Ren’s challenge was to find a way to build systems that can easily and quickly switch between domains and work for different downstream applications, a problem his thesis proposed to address the use of what he calls an “effort light” methodology.
“The key is leveraging existing knowledge-base facts, which are already curated by human crowds, to automatically generate labeled data at a large scale, and train noise-robust machine-learning models with such automatically labeled data,” he said.
Being able to do that depends on two key factors:
- In a large data set, information about some of the entities being referenced already exists in external knowledge bases, which Ren proposed to use to create training data.
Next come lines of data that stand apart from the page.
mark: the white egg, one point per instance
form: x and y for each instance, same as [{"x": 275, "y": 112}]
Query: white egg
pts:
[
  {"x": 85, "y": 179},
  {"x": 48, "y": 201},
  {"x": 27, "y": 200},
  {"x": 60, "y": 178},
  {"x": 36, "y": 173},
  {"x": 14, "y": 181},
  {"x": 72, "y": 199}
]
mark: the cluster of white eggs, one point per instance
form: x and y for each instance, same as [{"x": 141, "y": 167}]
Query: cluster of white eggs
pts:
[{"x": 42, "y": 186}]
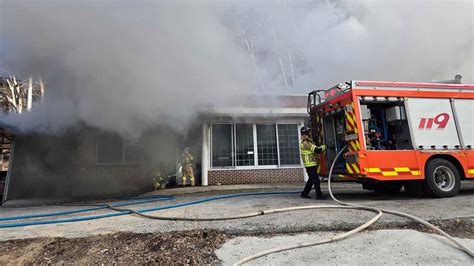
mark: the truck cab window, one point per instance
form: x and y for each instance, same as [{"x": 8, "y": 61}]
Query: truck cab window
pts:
[{"x": 385, "y": 124}]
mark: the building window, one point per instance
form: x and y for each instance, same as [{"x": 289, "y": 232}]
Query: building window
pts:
[
  {"x": 241, "y": 145},
  {"x": 267, "y": 145},
  {"x": 244, "y": 150},
  {"x": 222, "y": 138},
  {"x": 288, "y": 144},
  {"x": 112, "y": 149}
]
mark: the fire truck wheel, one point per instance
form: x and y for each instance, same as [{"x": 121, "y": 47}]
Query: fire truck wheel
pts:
[
  {"x": 442, "y": 179},
  {"x": 388, "y": 187}
]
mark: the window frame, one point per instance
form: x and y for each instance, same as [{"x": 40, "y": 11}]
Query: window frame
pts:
[
  {"x": 123, "y": 151},
  {"x": 255, "y": 146}
]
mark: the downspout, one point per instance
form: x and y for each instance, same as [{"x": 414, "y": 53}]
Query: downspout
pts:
[
  {"x": 10, "y": 168},
  {"x": 204, "y": 155}
]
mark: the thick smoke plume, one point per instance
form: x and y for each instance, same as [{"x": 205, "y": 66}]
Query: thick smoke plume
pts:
[
  {"x": 316, "y": 44},
  {"x": 123, "y": 66},
  {"x": 129, "y": 65}
]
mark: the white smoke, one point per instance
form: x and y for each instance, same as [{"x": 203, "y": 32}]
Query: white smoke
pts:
[
  {"x": 334, "y": 41},
  {"x": 130, "y": 65},
  {"x": 123, "y": 66}
]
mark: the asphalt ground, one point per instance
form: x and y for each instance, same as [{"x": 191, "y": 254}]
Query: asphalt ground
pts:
[{"x": 461, "y": 206}]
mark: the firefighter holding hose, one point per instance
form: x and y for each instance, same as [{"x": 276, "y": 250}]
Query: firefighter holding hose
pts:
[
  {"x": 310, "y": 155},
  {"x": 187, "y": 167}
]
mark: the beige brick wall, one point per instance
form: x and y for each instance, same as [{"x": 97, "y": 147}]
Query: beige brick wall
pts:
[{"x": 254, "y": 176}]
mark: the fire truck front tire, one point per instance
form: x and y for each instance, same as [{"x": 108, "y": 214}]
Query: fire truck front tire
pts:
[{"x": 442, "y": 179}]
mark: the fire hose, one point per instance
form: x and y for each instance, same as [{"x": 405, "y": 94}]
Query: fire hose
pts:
[
  {"x": 343, "y": 205},
  {"x": 358, "y": 229}
]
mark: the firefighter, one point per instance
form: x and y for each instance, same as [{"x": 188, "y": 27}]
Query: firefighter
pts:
[
  {"x": 310, "y": 155},
  {"x": 187, "y": 167}
]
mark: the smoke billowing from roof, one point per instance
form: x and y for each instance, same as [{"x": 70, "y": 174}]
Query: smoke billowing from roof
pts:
[
  {"x": 129, "y": 65},
  {"x": 123, "y": 66}
]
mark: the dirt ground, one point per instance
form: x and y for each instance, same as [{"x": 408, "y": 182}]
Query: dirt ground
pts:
[{"x": 186, "y": 247}]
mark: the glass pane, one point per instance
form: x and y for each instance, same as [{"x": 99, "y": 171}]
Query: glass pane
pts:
[
  {"x": 221, "y": 145},
  {"x": 244, "y": 145},
  {"x": 266, "y": 145},
  {"x": 289, "y": 145},
  {"x": 132, "y": 152},
  {"x": 109, "y": 149}
]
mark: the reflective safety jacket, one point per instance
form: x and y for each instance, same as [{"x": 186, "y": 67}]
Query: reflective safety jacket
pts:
[
  {"x": 310, "y": 153},
  {"x": 187, "y": 158}
]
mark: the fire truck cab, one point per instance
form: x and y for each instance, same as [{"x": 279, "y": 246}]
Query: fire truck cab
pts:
[{"x": 417, "y": 135}]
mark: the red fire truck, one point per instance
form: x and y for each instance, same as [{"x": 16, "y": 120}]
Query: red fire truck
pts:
[{"x": 417, "y": 135}]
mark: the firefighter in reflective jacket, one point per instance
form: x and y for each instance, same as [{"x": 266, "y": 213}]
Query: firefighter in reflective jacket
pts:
[
  {"x": 187, "y": 167},
  {"x": 310, "y": 155}
]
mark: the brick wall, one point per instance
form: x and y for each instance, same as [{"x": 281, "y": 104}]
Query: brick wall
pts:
[{"x": 254, "y": 176}]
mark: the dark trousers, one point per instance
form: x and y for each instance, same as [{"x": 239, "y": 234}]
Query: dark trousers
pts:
[{"x": 312, "y": 180}]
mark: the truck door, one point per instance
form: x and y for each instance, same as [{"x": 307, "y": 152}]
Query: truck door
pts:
[
  {"x": 390, "y": 153},
  {"x": 464, "y": 115}
]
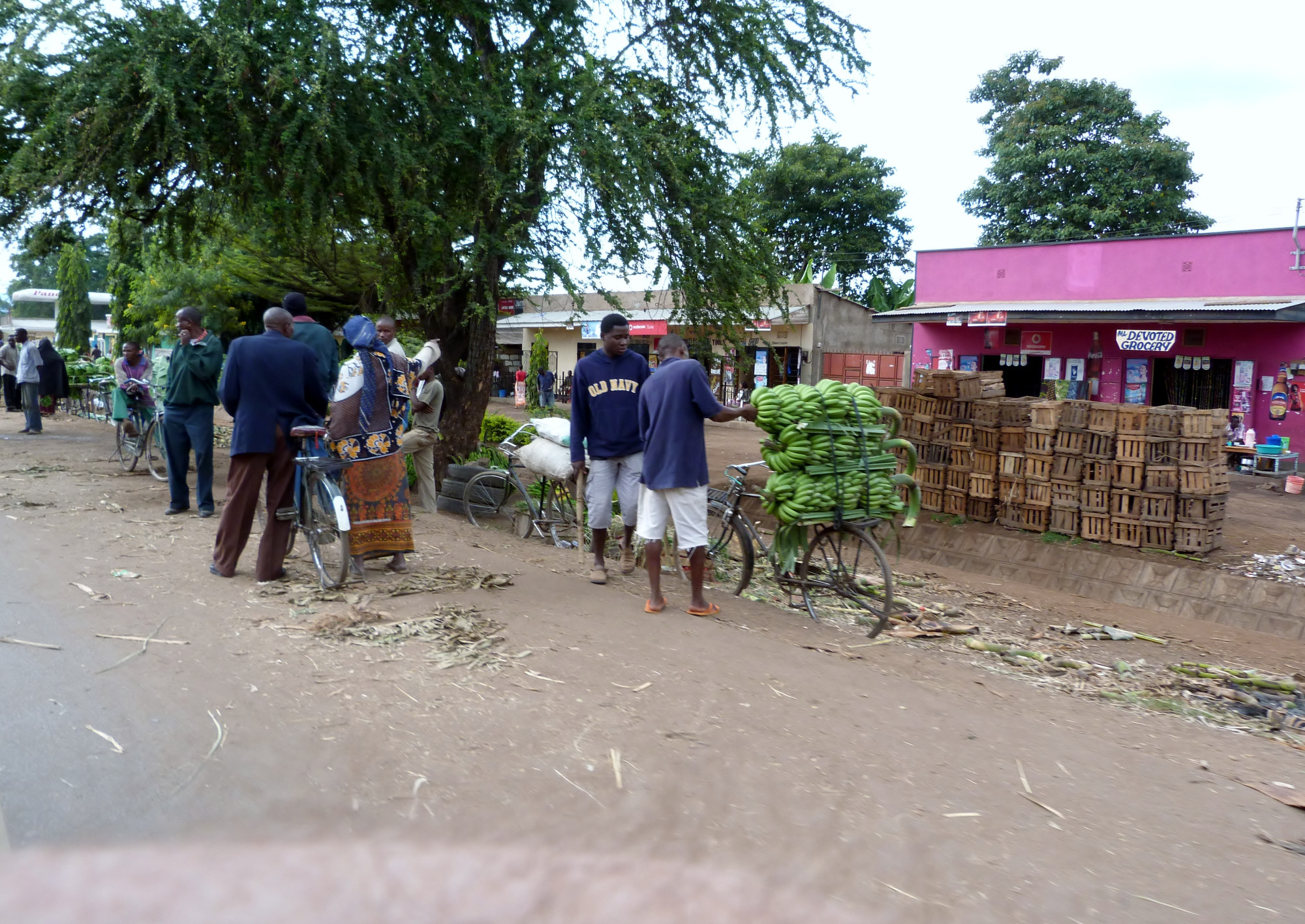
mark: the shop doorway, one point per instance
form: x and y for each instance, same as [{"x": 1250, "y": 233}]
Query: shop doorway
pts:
[
  {"x": 1204, "y": 390},
  {"x": 1021, "y": 382}
]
- Recurring words and phrases within a large data set could be used to characterize the semantics of the data set. For example, if words like government, speech, and party recur in the training data, an algorithm should be able to guess that the data includes references to a politician.
Ren says the methodology he proposed in his dissertation has led to the current work he is doing with his students at USC and with collaborators at Illinois, Stanford and elsewhere on a much broader set of techniques for information extraction and text mining. And systems they have developed have been adopted by a number of companies and institutions. He and collaborators, for instance, have built a system that turns data from literally millions of medical papers into a searchable knowledge graph being used by Stanford and UCLA medical schools.
Ren is only the most recent student from Abel Bliss Professor Jiawei Han’s Data Mining Group to receive ACM SIGKDD Dissertation Awards. Others include Xiaoxin Yin in 2009, Yizhou Sun in 2013, and Chi Wang in 2015.
“Xiang did brilliant work during his PhD study and his work has been well cited and well recognized,” Han said.
Ren called studying under Han “an amazing experience” that prepared him for an academic career by including him in grant-proposal writing, paper reviewing, principal investigator meetings, and guest lectures.
“Even during weekend nights, (Han) spent hours remotely to give me advice on my research projects and plans, and to teach me how to do research, write scientific papers and manage all sorts of things in my PhD Career,” Ren said.